We’ve now spent almost seven weeks in Buenos Aires, enjoying it a lot so far! After two months of traveling, first on the U.S. West Coast and then in Central America, our plan was to take it easy for a while: rent a nice AirBnB and return to our usual work and life routine.
What do we do all day?
We usually start another beautiful, warm summer day with a breakfast on the balcony. We take advantage of the variety of fresh and ripe fruits you get for a couple of pesos at almost every corner. Believe it or not, Simone even traded her daily cup of morning coffee for mate, a bitter but for Argentinians indispensable kind of tea that you sip through a bombilla (a metal straw with a filter in the lower end to separate the mate infusion from the leaves). In parks, on street benches, in buses you see people carrying the distinctly shaped mate cup and a thermos flask of various sizes and sipping calmly the drink of, admittedly, rather acquired taste.
Then, either Jan or Simone go to Spanish class with Mónica. Jan works on his basic Spanish while Simone just needed to pay somebody whom she can talk Spanish to.
From noon on it’s usually work, which we occasionally interrupt for a small merienda in the afternoon (a very popular sweet afternoon snack typically consisting of café con leche and medialunas—tiny delicious croissants).
If you want to learn more about Argentine food (from a foreigner’s perspective), read Argentina on Two Steaks a Day:
The classic beginner’s mistake in Argentina is to neglect the first steak of the day. You will be tempted to just peck at it or even skip it altogether, rationalizing that you need to save yourself for the much larger steak later that night. But this is a false economy, like refusing to drink water in the early parts of a marathon.
Can’t add much to that. The steaks here are great.

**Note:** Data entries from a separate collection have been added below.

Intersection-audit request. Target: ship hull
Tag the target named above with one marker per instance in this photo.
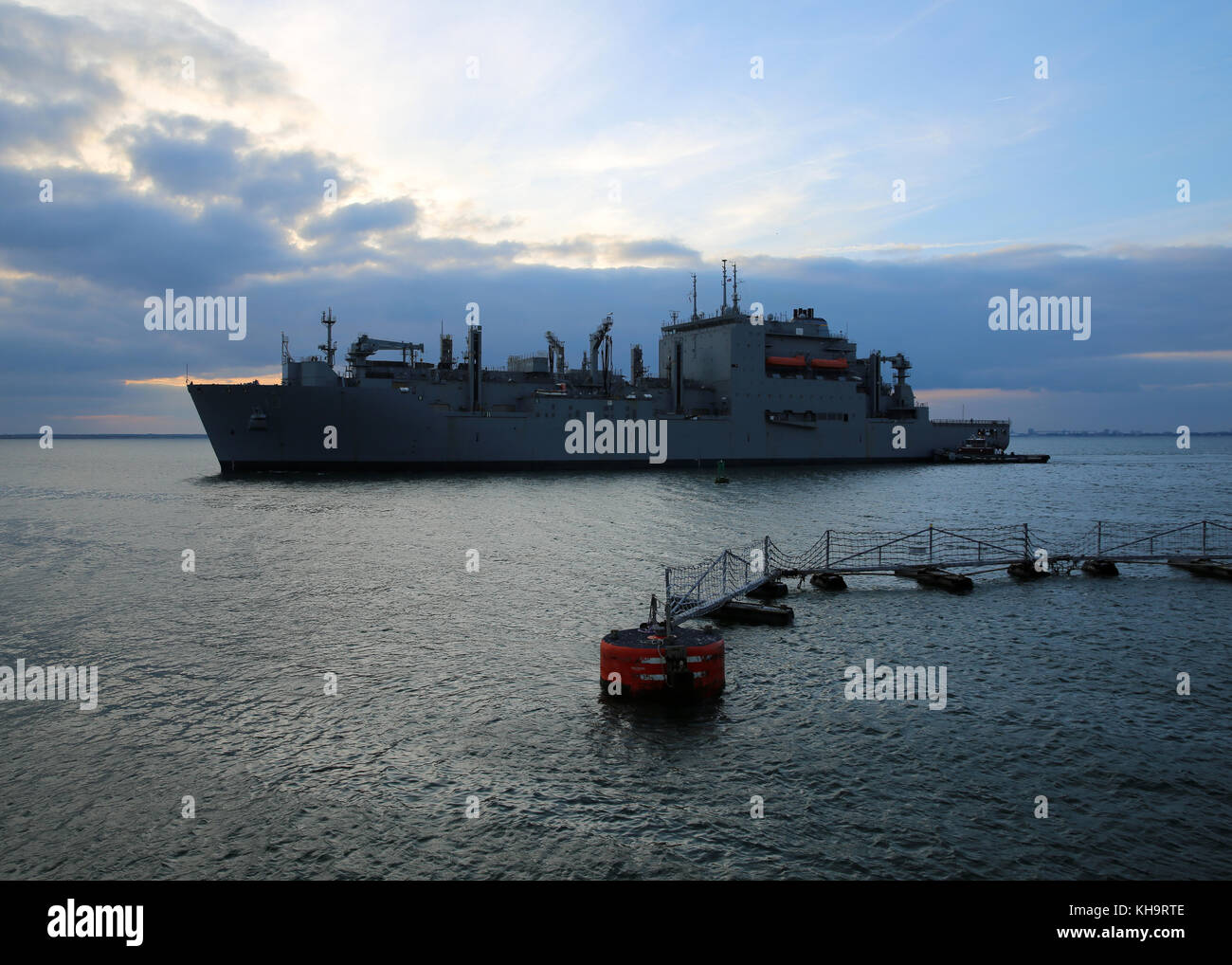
(258, 428)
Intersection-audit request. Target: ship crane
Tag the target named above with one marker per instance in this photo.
(600, 339)
(364, 346)
(554, 354)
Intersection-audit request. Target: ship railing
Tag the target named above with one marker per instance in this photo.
(695, 591)
(1126, 541)
(933, 546)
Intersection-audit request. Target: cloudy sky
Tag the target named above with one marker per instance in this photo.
(558, 161)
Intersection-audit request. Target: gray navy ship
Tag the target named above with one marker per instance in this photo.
(734, 386)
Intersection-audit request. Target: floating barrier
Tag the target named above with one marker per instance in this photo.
(1203, 567)
(769, 591)
(934, 556)
(1026, 570)
(929, 575)
(744, 611)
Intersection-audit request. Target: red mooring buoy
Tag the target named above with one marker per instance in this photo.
(644, 664)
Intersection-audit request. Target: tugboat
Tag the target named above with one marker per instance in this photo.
(980, 447)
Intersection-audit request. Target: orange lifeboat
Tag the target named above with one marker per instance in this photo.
(797, 361)
(642, 664)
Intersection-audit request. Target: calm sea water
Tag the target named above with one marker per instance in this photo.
(456, 684)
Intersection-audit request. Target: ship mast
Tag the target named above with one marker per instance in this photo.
(327, 319)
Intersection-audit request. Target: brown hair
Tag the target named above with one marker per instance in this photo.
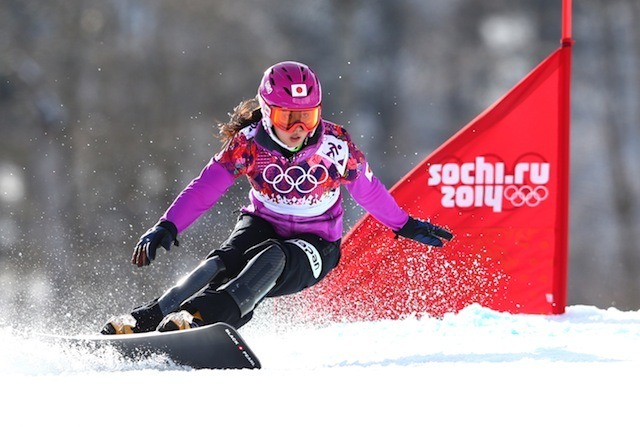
(244, 114)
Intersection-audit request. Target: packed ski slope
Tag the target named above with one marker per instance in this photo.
(476, 367)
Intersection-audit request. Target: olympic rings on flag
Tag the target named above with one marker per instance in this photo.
(525, 195)
(295, 178)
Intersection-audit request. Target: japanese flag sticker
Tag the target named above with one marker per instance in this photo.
(298, 90)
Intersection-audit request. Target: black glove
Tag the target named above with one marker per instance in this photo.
(162, 234)
(424, 232)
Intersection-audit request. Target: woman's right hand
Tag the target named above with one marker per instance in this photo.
(162, 234)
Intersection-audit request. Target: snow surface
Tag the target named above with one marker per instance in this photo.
(476, 367)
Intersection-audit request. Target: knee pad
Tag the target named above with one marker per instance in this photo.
(200, 277)
(256, 280)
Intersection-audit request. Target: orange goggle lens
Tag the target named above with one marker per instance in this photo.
(286, 119)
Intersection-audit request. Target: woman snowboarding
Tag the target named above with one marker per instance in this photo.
(288, 236)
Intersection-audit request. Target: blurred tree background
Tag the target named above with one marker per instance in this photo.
(109, 107)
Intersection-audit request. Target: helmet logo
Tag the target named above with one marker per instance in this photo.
(299, 90)
(267, 86)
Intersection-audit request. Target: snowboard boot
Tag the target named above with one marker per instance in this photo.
(117, 325)
(179, 321)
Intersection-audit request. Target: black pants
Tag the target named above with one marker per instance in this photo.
(309, 258)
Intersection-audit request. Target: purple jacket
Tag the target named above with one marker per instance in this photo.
(296, 195)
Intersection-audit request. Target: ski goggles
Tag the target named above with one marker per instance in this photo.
(285, 119)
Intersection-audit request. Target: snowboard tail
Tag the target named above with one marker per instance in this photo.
(217, 346)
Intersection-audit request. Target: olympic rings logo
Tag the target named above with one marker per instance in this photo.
(294, 178)
(525, 195)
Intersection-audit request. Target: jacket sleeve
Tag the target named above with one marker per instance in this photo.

Nightlife in BA starts notoriously late. Restaurants get crowded by 9pm, bars by 11pm and clubs around 3am. To be honest, we hardly ever made it that far (late). Going out in Palermo is amazing, though! Half a barrio full of street bars and restaurants, unpretentious, relaxed people (porteños) and everything within walking distance from our place.
The Paris (and Barcelona, and Italy) of the South
BA is somehow the perfect mix between Barcelona, Paris and Italy. With its obvious Italian heritage (that doesn’t only manifest itself in pizza and pasta and the more melodious intonation of Spanish), its ample cut-off street corners boasting corner cafés and restaurants, its Baron Haussmann-esque boulevards and many small fruterías, shops, kioscos, countless bars and confiterías and busy street life, we immediately fell in love with Buenos Aires.
Although we visited the places and sights our guide book recommended—such as the Obelisco, la Casa Rosada, San Telmo, the Recoleta cemetery—the city’s main attraction lies in wandering through the nice barrios of Palermo and Recoleta.
It’s especially nice when you walk those barrios with friends. Thanks for visiting, Maria & Anna and Lisa, Anna & Babsi!